Entonces pensó en robar. Su madre era desordenada con la plata y dejaba la billetera en cualquier parte. Lo iba a hacer de a poco. Nadie se iba a dar cuenta. A los quince años era injusto no tener un peso partido al medio, nadie le había explicado por qué. Todos sus amigos recibían mensualidad. 
Le faltaban dos meses para cumplir dieciséis cuando la madre finalmente se dio cuenta de que alguien le sacaba plata de la billetera. Lo comentó en la mesa del domingo al mediodía, después de misa. 
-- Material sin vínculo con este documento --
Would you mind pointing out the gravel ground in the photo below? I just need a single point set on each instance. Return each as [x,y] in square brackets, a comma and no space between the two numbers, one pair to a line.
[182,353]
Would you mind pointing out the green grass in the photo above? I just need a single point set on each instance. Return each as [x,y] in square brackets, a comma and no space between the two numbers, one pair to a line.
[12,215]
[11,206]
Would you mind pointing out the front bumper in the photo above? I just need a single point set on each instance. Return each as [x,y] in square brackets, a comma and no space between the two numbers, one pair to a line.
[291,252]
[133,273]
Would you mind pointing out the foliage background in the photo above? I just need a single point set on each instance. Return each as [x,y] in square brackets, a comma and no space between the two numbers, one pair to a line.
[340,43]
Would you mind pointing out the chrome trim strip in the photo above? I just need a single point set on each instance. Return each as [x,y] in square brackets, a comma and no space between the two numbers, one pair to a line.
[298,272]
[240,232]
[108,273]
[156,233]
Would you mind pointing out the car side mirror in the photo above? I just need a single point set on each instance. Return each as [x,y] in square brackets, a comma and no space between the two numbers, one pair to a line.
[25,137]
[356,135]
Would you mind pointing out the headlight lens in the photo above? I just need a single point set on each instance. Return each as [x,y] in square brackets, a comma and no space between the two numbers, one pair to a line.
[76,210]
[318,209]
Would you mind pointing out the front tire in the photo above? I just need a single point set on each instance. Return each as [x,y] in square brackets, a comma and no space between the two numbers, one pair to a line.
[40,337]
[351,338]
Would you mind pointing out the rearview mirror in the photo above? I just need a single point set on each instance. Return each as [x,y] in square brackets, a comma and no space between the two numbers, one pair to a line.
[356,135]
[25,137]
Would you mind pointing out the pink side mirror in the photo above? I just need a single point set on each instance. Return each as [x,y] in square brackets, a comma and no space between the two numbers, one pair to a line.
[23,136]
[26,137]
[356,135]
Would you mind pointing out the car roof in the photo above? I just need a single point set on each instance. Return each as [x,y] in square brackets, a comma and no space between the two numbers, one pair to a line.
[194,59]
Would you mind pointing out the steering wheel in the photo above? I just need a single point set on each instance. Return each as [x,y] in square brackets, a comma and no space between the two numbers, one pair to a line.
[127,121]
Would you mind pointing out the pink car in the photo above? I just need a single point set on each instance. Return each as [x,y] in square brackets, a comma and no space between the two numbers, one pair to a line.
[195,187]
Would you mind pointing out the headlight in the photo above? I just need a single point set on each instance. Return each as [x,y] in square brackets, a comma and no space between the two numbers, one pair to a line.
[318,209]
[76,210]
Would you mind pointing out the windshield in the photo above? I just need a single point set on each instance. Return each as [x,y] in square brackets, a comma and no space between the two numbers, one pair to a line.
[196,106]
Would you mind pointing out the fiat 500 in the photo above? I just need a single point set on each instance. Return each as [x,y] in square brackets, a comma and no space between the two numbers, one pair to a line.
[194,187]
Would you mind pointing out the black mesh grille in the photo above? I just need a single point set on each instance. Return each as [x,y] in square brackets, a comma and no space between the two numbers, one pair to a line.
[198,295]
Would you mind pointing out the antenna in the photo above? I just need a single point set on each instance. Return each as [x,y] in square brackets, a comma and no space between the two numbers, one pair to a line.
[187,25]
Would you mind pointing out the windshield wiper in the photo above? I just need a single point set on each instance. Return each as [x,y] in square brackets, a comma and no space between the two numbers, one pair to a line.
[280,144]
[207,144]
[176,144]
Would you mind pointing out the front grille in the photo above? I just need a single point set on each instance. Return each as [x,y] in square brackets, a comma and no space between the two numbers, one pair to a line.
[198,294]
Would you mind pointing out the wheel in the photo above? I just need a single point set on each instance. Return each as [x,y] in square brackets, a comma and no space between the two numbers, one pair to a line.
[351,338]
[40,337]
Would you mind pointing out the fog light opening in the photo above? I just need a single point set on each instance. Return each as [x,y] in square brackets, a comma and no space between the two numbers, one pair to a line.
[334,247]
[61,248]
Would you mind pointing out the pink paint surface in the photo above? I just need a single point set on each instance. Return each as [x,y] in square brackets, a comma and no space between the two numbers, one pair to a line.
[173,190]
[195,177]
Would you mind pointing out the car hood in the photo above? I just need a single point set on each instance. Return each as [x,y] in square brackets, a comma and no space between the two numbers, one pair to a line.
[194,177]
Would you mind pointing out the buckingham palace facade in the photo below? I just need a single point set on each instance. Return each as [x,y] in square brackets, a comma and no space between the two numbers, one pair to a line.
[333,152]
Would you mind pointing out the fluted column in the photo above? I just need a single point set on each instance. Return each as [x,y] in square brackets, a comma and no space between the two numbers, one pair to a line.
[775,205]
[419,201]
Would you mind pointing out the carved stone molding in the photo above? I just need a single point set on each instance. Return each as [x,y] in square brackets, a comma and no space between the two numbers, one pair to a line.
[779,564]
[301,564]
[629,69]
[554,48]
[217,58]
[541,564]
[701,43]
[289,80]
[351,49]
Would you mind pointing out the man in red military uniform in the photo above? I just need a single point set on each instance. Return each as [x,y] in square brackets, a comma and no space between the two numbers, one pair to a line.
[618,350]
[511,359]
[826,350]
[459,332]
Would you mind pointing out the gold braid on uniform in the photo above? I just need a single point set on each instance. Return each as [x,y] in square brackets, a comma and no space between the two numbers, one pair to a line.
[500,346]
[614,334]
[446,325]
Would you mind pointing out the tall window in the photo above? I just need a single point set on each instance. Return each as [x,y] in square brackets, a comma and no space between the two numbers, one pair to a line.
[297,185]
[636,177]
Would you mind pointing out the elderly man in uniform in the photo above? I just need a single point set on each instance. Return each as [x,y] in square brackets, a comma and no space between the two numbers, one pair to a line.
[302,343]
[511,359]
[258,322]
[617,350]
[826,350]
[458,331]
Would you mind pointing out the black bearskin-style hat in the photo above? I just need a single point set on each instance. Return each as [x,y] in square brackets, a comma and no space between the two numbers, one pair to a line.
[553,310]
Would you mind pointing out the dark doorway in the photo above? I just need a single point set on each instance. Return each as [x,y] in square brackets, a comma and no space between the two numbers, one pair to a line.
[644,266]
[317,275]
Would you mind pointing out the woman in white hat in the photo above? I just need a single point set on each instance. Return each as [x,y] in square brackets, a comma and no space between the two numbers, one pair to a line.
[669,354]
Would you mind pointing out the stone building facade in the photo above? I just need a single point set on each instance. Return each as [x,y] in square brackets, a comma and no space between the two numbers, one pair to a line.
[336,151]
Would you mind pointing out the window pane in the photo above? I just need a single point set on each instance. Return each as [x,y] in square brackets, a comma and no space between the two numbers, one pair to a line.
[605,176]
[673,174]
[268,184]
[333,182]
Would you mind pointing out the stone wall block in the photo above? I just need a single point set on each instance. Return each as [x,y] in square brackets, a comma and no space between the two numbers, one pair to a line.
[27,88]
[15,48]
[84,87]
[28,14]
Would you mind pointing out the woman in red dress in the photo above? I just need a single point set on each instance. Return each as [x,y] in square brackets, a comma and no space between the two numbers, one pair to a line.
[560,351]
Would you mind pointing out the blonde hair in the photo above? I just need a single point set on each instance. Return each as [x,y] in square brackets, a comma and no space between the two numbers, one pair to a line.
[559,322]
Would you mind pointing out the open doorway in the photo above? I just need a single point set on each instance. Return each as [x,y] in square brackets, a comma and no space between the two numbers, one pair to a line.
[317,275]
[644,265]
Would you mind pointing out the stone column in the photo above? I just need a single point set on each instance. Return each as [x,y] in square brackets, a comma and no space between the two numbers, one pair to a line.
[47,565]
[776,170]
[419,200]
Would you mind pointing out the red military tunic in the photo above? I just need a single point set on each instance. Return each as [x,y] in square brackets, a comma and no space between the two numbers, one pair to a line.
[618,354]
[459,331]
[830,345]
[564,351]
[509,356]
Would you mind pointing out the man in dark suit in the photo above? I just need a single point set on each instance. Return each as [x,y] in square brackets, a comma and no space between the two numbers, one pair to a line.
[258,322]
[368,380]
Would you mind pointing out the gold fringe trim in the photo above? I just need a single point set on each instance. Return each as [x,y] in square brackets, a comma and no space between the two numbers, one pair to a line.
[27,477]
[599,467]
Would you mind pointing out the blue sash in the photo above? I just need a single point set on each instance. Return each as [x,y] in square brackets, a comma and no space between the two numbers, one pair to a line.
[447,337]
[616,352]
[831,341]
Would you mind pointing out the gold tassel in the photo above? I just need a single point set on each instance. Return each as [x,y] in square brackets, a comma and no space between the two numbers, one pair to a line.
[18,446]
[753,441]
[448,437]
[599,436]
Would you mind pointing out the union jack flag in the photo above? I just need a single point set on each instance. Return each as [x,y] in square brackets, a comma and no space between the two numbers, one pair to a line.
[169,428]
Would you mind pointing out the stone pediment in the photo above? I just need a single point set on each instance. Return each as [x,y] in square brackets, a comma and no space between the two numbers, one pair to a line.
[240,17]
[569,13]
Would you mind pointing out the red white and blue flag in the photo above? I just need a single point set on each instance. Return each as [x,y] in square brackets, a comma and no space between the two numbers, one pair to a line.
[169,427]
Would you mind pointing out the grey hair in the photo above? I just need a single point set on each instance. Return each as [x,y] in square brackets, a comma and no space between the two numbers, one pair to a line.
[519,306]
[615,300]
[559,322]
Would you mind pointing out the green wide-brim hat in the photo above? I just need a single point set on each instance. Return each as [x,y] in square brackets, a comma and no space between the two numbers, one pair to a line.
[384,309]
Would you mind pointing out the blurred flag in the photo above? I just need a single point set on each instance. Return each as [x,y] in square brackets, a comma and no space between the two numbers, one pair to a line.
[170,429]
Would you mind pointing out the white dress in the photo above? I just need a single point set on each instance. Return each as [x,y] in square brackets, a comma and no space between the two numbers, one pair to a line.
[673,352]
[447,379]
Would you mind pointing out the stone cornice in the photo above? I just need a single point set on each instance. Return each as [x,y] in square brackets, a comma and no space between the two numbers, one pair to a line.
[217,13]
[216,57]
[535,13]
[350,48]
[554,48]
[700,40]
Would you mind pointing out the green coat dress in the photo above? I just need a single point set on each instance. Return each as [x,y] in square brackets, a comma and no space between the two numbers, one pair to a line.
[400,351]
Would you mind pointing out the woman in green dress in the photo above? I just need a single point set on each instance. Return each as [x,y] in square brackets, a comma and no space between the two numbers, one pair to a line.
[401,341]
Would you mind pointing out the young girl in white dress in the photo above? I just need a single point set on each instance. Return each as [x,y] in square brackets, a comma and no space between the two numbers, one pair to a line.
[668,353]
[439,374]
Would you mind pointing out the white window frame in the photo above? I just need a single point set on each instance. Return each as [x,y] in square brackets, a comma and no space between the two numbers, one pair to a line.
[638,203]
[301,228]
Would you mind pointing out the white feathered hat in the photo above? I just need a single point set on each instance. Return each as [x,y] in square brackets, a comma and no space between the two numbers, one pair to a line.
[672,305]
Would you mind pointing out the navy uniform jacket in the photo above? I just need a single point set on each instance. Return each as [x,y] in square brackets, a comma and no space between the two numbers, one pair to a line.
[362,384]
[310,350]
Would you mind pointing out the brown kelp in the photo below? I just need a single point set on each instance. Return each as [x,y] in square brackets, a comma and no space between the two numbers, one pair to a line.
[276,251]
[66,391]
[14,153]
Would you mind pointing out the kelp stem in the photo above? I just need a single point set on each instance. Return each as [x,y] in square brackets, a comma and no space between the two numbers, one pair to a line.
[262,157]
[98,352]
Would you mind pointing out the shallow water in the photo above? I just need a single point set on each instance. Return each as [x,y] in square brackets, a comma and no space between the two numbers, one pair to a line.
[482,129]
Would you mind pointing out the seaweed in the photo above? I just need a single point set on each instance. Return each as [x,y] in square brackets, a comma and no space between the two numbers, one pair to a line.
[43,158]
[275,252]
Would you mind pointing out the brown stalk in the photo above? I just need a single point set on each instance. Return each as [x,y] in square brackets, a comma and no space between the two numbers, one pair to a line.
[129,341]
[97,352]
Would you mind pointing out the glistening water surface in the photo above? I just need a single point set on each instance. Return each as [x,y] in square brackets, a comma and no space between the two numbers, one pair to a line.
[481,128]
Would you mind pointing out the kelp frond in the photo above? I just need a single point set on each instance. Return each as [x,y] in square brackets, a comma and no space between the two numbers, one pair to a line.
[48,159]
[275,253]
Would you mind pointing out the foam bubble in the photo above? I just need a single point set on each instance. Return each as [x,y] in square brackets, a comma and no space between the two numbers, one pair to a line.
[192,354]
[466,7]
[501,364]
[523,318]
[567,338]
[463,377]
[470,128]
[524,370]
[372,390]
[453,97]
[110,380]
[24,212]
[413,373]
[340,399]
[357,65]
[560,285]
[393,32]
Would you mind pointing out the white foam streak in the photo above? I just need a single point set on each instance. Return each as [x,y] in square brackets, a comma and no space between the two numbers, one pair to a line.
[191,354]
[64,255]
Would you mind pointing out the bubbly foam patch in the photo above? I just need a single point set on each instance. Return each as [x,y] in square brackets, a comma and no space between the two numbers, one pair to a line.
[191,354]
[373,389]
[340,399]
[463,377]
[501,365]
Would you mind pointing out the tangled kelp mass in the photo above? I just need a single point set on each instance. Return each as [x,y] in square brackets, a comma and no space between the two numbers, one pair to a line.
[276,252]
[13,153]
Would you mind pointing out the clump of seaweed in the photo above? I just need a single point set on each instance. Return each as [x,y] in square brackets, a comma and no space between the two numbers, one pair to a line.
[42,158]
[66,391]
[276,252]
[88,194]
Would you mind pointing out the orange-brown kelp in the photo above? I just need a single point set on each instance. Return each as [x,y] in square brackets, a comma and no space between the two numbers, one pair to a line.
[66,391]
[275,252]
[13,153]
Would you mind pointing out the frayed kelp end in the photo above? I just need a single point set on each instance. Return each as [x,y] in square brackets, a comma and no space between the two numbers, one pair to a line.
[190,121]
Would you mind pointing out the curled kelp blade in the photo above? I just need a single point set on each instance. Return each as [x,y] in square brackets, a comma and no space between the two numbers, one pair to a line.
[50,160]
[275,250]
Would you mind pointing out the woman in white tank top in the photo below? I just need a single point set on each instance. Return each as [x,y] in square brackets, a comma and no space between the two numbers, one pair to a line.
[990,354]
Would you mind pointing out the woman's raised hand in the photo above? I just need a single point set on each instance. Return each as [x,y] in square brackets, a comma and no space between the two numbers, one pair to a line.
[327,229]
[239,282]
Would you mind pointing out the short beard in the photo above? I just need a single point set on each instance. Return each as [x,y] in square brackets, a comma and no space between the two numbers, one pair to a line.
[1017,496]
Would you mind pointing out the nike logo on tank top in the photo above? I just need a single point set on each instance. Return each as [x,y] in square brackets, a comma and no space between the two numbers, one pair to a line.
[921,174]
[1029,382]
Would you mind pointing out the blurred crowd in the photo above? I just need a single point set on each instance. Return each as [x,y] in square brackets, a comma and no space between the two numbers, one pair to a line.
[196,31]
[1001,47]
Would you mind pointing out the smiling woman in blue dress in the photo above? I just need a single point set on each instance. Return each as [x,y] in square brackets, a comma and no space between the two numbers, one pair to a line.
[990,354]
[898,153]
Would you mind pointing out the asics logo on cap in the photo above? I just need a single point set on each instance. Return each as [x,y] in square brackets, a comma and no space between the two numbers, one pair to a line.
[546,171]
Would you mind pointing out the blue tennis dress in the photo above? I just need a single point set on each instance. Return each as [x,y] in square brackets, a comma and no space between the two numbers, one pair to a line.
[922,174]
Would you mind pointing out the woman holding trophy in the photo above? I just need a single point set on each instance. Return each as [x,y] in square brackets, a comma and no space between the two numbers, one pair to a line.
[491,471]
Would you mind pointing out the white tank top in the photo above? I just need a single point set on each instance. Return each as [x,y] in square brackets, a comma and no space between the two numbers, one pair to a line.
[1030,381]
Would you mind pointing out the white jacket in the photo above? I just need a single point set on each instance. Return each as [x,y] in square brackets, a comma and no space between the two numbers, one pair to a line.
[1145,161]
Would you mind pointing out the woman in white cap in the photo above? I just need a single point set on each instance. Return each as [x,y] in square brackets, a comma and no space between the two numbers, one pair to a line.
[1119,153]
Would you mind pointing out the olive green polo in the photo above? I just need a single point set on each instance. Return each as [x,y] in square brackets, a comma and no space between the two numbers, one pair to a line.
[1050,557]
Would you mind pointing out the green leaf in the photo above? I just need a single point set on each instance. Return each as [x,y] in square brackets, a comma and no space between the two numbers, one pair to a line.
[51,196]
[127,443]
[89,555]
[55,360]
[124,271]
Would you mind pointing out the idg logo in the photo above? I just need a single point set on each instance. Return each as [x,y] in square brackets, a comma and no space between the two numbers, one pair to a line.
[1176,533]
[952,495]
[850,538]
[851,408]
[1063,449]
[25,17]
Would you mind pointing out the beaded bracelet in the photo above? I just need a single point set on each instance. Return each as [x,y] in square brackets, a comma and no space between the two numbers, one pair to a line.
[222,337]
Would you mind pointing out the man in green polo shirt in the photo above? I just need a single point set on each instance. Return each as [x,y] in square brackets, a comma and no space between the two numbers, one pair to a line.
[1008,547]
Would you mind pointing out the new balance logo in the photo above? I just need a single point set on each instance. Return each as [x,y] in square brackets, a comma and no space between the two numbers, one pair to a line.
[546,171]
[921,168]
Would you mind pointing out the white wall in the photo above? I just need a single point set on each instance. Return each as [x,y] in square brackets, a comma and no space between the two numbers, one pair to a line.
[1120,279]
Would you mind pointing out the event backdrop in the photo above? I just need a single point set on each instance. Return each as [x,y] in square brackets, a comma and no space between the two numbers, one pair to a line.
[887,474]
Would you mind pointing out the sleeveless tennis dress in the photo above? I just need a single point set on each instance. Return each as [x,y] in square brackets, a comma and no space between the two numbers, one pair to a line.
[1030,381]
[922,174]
—No lo puedo creer —dijo. 
Lo que no podía creer era que Isolina —nuestra mucama de toda la vida, como le dijo esa noche, como le decía siempre, pero a él esa noche la frase le pareció rara aunque era cierto para él, Isolina había estado ahí desde antes de que él naciera, había estado ahí toda su vida, pero no toda la vida de su mamá o de su papá, ni siquiera de sus hermanos mayores— que Isolina fuera capaz. 
—Hay que echarla —dijo el padre. 
Él quiso decir que era él el que sacaba la plata de la billetera, quiso decirlo pero no lo dijo. No lo dijo ahí, frente a sus hermanos y a su padre, porque pensó que se lo iba a decir después a su madre, más tarde, antes de irse a dormir, al día siguiente, antes de irse al colegio, a la tarde, cuando volviera directamente sin irse con Sheila. Pero se fue con Sheila. Y le pagó con la plata robada. Y escuchó detrás de la puerta los sollozos de Isolina y a su madre que le decía que el robo era lo único que no se podía tolerar, y el llanto de Isolina cuando decía yo no fui, señora, le juro que yo no fui. 
Escuchó con la mano en el bolsillo, el puño cerrado alrededor de los billetes arrugados, húmedos de sudor.